JIS: Several teachers and education officials are lauding the Education Partnership for Improved Reading Outcomes, for equipping the education system with the tools for steady progress in literacy.
Under the three-year project, which ended in March, the Education Ministry, in collaboration with the United States Agency for International Development (USAID), provided capacity building and technical assistance to the National Literacy Programme, implemented in 2010, through a comprehensive reading programme in 450 schools.
It provided ninety Reading Coaches in all 450 schools in the first year; and provided support in literacy strategies to teachers at Grades 1-3, enabling them to more effectively support the students in the system, reaching over 100,000 students.
“It is an awesome programme. Not only did Grades 1-3 benefit, but also Grade 4,” says Principal of the St. Andrew based Cockburn Gardens Primary and Junior High School, Patricia Findlay, in an interview with JIS News.
She adds that her school was able to employ a Reading Coach who received a top award for outstanding work on the project, while another teacher at the institution was able to get valuable experience from it. “I expect our grades to go up, and we will do better in the future,” she says.
Teacher at Port Henderson Primary School, in St. Catherine, Andréa Bryan, says the experience was insightful. “I learnt many strategies to help our children, and also to work with other teachers,” she tells JIS News.
For Kimberly McKenzie Morris, who worked as a Reading Coach on the project, it was fulfilling. “Teachers gained a lot from the experience. The techniques that we have shared are still being maintained, and that is very rewarding,” she says.
Reading Advisor on the project, Dr. Maureen Byfield, who represented Project Director, Claudette Carter, at the recent closing out ceremony for the project, says “special attention” was given to gender sensitive instructions, “as it is important to understand issues related to instruction for boys and girls.”
“To this end, a Gender Specialist developed a gender manual, which is of tremendous value to the system,” she adds.
Dr. Byfield notes that Grade 3 children who benefited from the various interventions were among those who “surpassed expectations in the recent Grade 4 Literacy Test.”
“We look forward to teachers and principals continuing to use the various strategies to which they have been introduced, so that the benefits will be sustained,” she tells JIS News.
A Parenting Specialist was engaged to spearhead the establishment of Parents’ Places in several schools across the island.
“The Specialist worked with the team to promote good parenting strategies; to educate parents in ways to support their children’s literacy development; and also imparted ways to support the schools where their children attend,” Dr. Byfield notes.
Principal of the Schoolfield Primary School, in St. Elizabeth, Prim Lewis, says it was a successful venture.
“I was a beneficiary of the project, and the Jamaican students are the winners. We promise to use the materials effectively to sustain the programme,” she tells JIS News.
To complete the printing of Literacy 123 material for Grade 3, conduct final audit assessment, compensate employees, and pay for goods and services under the project, the Government has set aside more than $53 million in the 2016/2017 Estimates of Expenditure, now before the House of Representatives.

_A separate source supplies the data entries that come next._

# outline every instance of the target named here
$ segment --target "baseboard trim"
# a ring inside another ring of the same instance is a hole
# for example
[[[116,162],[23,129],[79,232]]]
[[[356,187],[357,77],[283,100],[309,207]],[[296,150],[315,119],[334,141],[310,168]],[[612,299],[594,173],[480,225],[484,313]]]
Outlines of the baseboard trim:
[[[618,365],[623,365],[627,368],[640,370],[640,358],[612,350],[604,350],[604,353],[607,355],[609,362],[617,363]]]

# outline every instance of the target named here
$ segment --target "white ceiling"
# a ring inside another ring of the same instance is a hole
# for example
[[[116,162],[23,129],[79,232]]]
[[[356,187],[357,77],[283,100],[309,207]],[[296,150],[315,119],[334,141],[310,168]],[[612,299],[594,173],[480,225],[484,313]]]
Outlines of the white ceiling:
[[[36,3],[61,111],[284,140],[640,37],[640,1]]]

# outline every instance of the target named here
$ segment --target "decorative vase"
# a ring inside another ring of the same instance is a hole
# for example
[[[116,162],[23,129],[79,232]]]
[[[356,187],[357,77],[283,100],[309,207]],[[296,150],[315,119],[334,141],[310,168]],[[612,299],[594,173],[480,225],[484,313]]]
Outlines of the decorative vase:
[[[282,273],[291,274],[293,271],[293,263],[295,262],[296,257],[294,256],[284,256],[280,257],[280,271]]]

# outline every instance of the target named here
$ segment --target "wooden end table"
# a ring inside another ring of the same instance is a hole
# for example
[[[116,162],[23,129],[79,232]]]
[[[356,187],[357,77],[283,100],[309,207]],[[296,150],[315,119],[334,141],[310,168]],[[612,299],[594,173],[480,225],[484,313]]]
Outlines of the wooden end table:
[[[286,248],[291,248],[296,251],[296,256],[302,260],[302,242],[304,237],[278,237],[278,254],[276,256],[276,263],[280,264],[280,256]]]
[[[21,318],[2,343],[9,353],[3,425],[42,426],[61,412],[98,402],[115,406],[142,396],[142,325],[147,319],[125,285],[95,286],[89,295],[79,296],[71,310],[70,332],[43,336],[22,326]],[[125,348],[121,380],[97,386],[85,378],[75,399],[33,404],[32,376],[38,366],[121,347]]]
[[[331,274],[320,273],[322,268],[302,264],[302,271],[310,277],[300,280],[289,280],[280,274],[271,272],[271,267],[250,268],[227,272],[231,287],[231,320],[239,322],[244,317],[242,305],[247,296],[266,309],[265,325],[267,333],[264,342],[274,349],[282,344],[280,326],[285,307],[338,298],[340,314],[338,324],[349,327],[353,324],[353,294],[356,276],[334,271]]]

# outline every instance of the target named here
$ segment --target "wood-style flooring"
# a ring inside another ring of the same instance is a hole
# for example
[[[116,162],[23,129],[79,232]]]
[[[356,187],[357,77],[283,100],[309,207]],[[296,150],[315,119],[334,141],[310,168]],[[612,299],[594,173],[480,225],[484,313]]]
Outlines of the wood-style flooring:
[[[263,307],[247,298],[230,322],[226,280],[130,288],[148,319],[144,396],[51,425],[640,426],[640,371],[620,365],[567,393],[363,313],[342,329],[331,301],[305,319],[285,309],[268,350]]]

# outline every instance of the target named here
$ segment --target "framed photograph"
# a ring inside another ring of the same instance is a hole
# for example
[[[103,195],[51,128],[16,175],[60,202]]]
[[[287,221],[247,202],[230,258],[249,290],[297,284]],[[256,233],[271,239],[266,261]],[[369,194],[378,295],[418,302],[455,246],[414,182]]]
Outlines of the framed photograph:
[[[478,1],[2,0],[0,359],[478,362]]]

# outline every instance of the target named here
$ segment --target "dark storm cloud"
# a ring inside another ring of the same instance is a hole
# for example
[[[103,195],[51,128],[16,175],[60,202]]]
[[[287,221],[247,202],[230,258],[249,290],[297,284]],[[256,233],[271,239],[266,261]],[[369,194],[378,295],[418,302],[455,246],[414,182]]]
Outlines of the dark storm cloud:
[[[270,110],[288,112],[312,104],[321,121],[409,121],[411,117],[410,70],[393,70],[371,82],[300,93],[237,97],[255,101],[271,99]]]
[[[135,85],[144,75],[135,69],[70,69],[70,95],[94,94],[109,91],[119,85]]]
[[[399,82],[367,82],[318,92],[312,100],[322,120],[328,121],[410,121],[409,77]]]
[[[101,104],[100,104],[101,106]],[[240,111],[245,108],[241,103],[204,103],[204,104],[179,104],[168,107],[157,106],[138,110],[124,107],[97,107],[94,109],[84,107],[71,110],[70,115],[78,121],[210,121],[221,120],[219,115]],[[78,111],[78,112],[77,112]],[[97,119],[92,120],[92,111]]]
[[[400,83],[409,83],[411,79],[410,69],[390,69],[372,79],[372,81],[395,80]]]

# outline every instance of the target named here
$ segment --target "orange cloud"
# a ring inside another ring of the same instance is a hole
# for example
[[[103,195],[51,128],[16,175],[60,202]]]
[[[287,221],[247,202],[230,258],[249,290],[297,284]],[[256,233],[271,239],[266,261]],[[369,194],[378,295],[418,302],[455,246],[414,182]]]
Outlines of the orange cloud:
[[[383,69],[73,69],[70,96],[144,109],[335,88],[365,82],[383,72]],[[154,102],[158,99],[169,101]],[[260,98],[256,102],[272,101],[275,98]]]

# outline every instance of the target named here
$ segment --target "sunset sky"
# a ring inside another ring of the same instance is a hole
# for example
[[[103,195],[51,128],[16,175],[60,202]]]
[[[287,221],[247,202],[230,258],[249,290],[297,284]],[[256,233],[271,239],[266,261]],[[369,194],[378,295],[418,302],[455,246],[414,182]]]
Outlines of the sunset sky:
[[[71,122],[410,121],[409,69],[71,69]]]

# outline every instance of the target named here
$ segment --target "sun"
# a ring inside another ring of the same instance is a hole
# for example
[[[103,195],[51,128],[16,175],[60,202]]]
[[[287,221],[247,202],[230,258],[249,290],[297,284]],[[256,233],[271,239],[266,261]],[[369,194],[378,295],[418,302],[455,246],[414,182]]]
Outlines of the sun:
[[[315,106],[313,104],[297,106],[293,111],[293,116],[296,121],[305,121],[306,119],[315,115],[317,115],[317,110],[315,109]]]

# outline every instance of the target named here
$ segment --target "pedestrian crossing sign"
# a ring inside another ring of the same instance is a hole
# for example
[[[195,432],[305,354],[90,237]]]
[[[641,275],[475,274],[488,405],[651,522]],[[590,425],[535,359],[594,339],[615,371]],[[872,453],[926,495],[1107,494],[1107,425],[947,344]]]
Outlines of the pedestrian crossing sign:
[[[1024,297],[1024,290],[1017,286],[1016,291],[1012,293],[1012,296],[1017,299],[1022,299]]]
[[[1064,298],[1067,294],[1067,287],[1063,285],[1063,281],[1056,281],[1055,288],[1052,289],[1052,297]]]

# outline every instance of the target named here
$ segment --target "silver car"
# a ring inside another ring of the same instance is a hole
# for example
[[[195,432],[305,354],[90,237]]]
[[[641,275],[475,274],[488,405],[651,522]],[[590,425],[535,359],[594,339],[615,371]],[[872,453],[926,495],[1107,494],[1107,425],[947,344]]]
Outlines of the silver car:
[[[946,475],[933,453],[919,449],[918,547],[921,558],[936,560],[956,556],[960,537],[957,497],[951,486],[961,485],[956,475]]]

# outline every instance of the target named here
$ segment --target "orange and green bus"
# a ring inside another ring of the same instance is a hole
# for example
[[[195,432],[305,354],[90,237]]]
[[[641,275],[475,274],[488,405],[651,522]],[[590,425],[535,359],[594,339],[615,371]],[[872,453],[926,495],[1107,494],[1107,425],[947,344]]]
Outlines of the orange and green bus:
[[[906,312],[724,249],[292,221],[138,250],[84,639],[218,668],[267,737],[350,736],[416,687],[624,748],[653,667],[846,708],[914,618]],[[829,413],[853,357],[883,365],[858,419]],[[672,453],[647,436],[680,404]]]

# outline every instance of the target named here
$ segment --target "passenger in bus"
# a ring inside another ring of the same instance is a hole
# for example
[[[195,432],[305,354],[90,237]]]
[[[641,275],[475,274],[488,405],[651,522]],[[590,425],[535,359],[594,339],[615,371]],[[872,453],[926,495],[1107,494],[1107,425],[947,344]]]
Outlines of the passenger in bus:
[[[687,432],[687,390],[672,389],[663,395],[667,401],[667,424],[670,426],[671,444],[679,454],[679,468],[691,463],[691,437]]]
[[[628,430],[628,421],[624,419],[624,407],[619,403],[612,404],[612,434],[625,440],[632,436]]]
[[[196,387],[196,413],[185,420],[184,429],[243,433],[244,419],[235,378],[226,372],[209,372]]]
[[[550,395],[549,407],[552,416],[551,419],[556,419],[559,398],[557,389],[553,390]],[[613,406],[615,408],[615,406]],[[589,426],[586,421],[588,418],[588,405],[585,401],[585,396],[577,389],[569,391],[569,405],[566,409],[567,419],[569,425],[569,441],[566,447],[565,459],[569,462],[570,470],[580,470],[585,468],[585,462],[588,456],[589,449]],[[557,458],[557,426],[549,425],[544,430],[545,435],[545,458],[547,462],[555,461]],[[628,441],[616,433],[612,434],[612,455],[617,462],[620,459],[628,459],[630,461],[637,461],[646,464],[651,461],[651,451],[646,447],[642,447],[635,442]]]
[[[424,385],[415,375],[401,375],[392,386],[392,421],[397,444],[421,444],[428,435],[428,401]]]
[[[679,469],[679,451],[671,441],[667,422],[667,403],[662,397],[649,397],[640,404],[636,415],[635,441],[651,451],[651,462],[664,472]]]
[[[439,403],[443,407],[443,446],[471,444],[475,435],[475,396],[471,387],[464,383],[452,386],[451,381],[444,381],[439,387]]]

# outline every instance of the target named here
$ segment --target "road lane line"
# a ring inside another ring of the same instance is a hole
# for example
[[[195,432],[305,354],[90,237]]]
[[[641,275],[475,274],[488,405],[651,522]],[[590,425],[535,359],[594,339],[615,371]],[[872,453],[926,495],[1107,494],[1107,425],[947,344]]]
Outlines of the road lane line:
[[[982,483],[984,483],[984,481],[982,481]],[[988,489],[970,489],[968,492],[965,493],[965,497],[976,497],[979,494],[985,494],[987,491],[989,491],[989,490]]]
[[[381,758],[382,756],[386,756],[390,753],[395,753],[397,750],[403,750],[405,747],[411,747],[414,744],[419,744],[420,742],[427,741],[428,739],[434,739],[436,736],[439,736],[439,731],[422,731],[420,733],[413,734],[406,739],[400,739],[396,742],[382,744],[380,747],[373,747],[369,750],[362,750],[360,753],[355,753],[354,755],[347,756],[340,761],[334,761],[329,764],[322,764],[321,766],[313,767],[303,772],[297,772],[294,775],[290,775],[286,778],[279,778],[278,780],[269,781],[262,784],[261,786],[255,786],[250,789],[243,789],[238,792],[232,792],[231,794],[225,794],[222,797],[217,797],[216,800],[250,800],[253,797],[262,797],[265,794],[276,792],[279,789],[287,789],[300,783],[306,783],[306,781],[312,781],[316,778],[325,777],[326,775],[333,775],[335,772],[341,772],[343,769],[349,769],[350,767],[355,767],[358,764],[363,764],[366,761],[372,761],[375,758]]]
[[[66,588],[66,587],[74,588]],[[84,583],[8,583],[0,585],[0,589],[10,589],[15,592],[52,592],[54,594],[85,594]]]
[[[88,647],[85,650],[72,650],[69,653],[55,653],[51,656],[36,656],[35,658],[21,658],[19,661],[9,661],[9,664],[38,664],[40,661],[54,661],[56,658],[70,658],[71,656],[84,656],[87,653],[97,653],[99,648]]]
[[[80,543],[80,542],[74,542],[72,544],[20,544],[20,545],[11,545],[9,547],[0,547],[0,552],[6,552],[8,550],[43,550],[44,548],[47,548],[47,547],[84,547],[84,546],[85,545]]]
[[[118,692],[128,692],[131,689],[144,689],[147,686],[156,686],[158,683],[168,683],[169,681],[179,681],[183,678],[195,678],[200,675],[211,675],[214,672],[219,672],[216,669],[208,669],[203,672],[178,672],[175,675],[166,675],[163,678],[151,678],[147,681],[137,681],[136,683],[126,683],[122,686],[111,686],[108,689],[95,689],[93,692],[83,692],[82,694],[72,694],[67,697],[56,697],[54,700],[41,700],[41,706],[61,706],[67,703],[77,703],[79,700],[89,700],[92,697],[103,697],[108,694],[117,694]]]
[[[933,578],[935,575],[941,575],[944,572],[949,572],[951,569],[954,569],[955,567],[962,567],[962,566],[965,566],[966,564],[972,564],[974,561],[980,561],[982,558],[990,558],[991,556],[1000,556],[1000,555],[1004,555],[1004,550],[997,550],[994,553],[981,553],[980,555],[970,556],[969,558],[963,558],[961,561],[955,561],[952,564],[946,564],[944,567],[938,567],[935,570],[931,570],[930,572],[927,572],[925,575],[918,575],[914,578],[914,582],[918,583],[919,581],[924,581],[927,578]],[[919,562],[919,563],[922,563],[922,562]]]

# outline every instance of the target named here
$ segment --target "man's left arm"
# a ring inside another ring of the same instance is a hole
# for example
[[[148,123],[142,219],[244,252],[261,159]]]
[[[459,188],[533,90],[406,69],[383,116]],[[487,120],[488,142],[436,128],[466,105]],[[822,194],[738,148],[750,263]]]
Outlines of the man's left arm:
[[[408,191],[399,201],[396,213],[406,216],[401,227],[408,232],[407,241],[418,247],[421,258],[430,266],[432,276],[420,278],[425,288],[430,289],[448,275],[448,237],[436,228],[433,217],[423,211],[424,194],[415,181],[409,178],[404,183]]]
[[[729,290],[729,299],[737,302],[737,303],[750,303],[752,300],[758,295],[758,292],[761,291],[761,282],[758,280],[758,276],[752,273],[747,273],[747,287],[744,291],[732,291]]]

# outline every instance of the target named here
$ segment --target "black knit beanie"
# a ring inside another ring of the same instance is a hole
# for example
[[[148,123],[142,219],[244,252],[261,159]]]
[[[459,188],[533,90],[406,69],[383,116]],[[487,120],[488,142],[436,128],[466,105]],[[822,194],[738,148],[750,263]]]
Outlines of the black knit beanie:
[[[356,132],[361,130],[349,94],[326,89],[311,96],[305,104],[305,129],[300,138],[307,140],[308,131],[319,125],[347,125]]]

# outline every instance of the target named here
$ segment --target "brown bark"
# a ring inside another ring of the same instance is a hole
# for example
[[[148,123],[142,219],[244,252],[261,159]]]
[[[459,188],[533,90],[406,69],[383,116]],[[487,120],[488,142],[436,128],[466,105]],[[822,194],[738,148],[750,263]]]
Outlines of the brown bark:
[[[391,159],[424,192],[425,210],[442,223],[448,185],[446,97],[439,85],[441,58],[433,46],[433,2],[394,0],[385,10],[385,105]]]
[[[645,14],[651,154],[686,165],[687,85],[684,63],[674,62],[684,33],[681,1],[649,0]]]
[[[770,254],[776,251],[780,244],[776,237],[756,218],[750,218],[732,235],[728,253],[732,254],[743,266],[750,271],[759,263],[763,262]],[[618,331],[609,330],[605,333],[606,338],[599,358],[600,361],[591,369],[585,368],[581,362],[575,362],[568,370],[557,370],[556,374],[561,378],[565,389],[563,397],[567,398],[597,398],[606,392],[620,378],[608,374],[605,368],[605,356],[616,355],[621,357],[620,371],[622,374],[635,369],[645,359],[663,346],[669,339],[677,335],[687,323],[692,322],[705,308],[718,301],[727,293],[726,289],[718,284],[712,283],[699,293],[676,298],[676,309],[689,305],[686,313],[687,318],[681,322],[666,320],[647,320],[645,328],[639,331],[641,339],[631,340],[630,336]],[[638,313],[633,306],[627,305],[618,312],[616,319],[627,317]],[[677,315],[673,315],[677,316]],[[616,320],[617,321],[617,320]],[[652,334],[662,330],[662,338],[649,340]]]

For his part, Minister of Education, Youth and Information, Senator the Hon. Ruel Reid, says he is delighted that the partnership had included “very critical components,” including the establishment of parents’ places, and the development of special manuals relating to gender, parenting and lesson planning.
“Studies have shown that where parents have access to the school compound and are integrally involved in the education and development of their children, the learning process is enhanced,” the Minister says.
Mr. Reid says he is pleased that a great deal of time and resources were spent in the hosting of workshops, to develop the gender manual to guide stakeholders.
“The student-parent-school bond is one which works and the positive results are there to show it,” he notes, adding that teachers, coaches and principals who worked and embraced the project must be commended.
“This is an initiative which we must continue, and find ways to make our system more conducive to learning and development. I urge the school leaders and teachers to ensure that these gender manuals are utilised to their fullest effect. This hard work by the project team must not be in vain,” the Minister emphasises.
“Our children deserve only the best and everything must be done to cater for the efficient instruction of our boys and girls at the early grade level of the system,” he adds.
Mission Director with USAID, Denise Herbol, highlights that the Parents’ Places which offer avenues at the educational institutions for educators and parents to engage in promoting reading for children, are part of the most critical components of the project.
Deputy Chief Education Officer, Dorset Campbell, says the project provided rich resources in learning materials for the students.
“The coaching support was excellent, and some elements of the programme have been incorporated into the new curriculum,” she informs.